Bizans'ın fethine doyamadık
Bizans'tan kalma 1200 yıllık Bryas Sarayı tinercilerin ve fuhuş sektörünün
elinde kaldı. Sarayın bulunduğu mahallenin muhtarının 'Girmeyin, tekin bir
yer değil' diye tanımladığı saray kalıntıları yoğun tahribat altında
Bryas Sarayı, Anadolu yakasında yer alan az sayıdaki Bizans eserlerinden
biri. Küçükyalı'da binalar arasına sıkışmış, ilk bakışta boş bir
arsayı andıran ve mahalle sakinlerine göre 'pek tekin' olmayan bir yer.
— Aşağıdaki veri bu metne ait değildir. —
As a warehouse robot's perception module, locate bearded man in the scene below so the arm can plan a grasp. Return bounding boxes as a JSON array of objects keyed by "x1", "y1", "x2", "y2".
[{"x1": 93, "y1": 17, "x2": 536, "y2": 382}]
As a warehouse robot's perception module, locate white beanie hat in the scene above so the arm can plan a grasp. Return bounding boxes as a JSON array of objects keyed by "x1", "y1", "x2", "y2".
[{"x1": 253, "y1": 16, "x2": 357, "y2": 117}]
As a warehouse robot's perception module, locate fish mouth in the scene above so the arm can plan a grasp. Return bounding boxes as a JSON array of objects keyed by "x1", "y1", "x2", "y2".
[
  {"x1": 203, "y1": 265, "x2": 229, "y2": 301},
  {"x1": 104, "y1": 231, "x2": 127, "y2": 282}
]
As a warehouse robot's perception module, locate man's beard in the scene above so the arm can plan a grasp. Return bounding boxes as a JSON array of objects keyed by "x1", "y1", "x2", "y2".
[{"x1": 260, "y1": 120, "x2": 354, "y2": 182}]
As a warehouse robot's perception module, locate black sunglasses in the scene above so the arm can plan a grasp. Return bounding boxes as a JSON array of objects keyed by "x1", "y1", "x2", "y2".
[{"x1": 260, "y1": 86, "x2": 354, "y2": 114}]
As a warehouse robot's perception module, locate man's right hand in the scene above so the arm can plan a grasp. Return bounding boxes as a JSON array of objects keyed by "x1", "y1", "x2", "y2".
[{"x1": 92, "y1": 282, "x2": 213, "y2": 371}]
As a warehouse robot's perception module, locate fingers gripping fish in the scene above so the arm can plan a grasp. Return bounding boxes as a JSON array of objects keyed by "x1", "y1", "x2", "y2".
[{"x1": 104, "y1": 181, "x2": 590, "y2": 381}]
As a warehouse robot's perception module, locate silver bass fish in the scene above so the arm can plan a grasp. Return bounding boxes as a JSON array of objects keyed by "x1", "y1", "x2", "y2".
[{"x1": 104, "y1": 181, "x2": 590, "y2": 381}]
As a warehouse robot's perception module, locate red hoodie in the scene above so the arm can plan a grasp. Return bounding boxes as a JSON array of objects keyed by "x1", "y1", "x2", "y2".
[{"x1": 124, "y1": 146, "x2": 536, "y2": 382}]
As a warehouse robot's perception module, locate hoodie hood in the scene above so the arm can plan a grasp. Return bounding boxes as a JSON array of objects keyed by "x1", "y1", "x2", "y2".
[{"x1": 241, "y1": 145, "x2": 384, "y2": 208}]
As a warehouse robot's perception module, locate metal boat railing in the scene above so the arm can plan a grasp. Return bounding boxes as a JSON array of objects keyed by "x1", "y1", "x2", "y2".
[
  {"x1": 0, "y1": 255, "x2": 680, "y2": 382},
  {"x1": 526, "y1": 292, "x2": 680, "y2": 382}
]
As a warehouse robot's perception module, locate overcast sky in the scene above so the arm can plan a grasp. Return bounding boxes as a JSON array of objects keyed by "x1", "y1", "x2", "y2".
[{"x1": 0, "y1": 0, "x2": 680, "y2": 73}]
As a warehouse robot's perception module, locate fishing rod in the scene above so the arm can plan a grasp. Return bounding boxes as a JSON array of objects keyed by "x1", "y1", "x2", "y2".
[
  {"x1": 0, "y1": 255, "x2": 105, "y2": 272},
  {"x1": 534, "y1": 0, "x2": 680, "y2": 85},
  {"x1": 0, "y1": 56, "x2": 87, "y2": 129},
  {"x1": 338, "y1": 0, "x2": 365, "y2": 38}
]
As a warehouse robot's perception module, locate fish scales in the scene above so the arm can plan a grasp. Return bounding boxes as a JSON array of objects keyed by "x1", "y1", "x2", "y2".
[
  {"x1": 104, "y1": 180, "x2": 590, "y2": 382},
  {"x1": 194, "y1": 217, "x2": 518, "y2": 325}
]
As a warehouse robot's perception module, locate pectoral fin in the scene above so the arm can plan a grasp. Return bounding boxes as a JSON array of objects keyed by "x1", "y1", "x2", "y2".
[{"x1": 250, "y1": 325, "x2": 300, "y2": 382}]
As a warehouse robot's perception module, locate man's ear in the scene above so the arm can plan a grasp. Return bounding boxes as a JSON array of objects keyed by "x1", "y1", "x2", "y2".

Bizans tarihçisi Prof. Dr. Semavi Eyice'nin 1959 yılında ortaya çıkardığı
saray ile ilgili ilk çalışmalar 1995 yılında İtalyan Alessandra Ricci başkanlığındaki
bir grup arkeolog tarafından başlatılmış. Aynı grup geçen yıl da Kültür
Bakanlığı'ndan izin alarak kazı çalışmalarında bulunmuş. Haziran ayında
başlayan çalışmalar ekimde sona ermiş ve ekip gittikten sonra saray yeniden
kaderine terkedilmiş.
Sarayın ortasından yol geçti
9'uncu yüzyılın ilk yarısında inşa edilen saray şimdi bakımsızlıktan
insan boyuna gelmiş otlarla çevrilmiş ve tinercilerin barınağı olmuş.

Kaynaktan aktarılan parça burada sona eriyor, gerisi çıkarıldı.